I was told there was no monster, that I was drunk and hanging out in a unsafe dilapidated building when it finally collapsed. I didn’t bother arguing. I had been drunk, and they never found any sort of strange body. I almost believed them, and would have if not for how very vivid the memory was. Most of my trips to the quarry were dream-like, half memories that only partially existed, but this last felt real.

A couple days later, after I had been discharged from the hospital, right arm wrapped and bandaged, lacerations treated, headache gone, I drove back to the quarry.
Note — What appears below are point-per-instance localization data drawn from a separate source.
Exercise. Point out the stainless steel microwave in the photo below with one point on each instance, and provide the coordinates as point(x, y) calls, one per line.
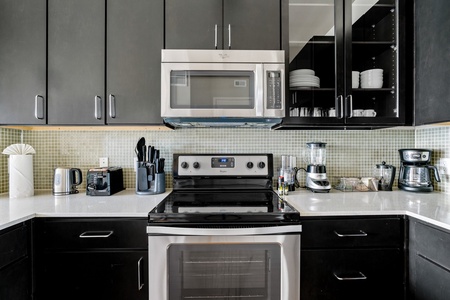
point(222, 87)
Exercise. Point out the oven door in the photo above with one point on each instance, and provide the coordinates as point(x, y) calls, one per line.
point(243, 263)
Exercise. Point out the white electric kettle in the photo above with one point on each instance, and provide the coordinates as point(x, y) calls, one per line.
point(65, 181)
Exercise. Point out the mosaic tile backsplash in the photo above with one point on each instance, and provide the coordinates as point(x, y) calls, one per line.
point(349, 153)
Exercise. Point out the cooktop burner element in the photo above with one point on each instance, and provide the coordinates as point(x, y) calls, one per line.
point(223, 188)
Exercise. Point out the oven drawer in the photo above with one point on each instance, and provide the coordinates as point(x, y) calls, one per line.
point(350, 233)
point(89, 233)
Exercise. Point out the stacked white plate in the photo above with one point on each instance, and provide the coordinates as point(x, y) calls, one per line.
point(372, 78)
point(303, 78)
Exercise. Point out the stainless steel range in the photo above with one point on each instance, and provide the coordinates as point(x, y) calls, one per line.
point(223, 233)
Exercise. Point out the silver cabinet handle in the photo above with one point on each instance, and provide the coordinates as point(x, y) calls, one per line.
point(229, 36)
point(98, 107)
point(340, 106)
point(350, 101)
point(39, 107)
point(112, 106)
point(360, 233)
point(360, 276)
point(215, 36)
point(96, 234)
point(140, 281)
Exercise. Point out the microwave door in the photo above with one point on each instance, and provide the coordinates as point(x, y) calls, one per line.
point(211, 90)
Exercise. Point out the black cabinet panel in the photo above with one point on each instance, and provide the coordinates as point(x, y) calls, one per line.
point(351, 274)
point(23, 62)
point(432, 61)
point(134, 43)
point(76, 62)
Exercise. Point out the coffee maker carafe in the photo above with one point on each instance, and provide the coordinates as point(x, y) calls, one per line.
point(415, 170)
point(316, 173)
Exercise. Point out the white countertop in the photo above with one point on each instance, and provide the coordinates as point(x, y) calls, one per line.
point(43, 204)
point(430, 207)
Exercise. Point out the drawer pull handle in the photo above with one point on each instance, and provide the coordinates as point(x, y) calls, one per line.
point(359, 276)
point(96, 234)
point(360, 233)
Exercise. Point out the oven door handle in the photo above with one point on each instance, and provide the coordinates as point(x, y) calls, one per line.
point(166, 230)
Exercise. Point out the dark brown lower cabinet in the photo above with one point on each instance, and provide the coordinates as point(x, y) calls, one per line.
point(91, 258)
point(352, 258)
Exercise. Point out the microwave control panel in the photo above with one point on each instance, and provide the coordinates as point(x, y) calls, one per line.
point(274, 86)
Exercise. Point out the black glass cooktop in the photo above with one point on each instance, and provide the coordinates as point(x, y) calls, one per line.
point(223, 206)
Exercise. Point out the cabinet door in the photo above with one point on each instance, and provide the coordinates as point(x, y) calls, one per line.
point(23, 62)
point(134, 43)
point(252, 24)
point(331, 39)
point(193, 24)
point(351, 274)
point(432, 61)
point(76, 62)
point(94, 275)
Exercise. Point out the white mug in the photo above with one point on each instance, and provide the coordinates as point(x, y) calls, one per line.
point(369, 113)
point(358, 112)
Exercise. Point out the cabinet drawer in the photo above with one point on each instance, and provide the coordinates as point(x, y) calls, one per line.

I had to see it for myself, before I went back to my oh-so-ordinary life. I didn’t even bring something to drink. I parked and walked to the edge of the pit. I peered down into it. It didn’t seem so quite so intimidating as it had before. This early in the day, the sun was highest and its rays lit the bottom of the pit. It was far away and difficult to tell, but I thought I could see a cart and some hard hats, but it nothing like I had imagined before. I heard a car door open. I spun around, alarmed and curious as to who had joined me out there. And there I stood. I looked at him. He looked at me. He glanced at my stump, then at his own right hand, and waved. Before I could move, he climbed into my car and drove away.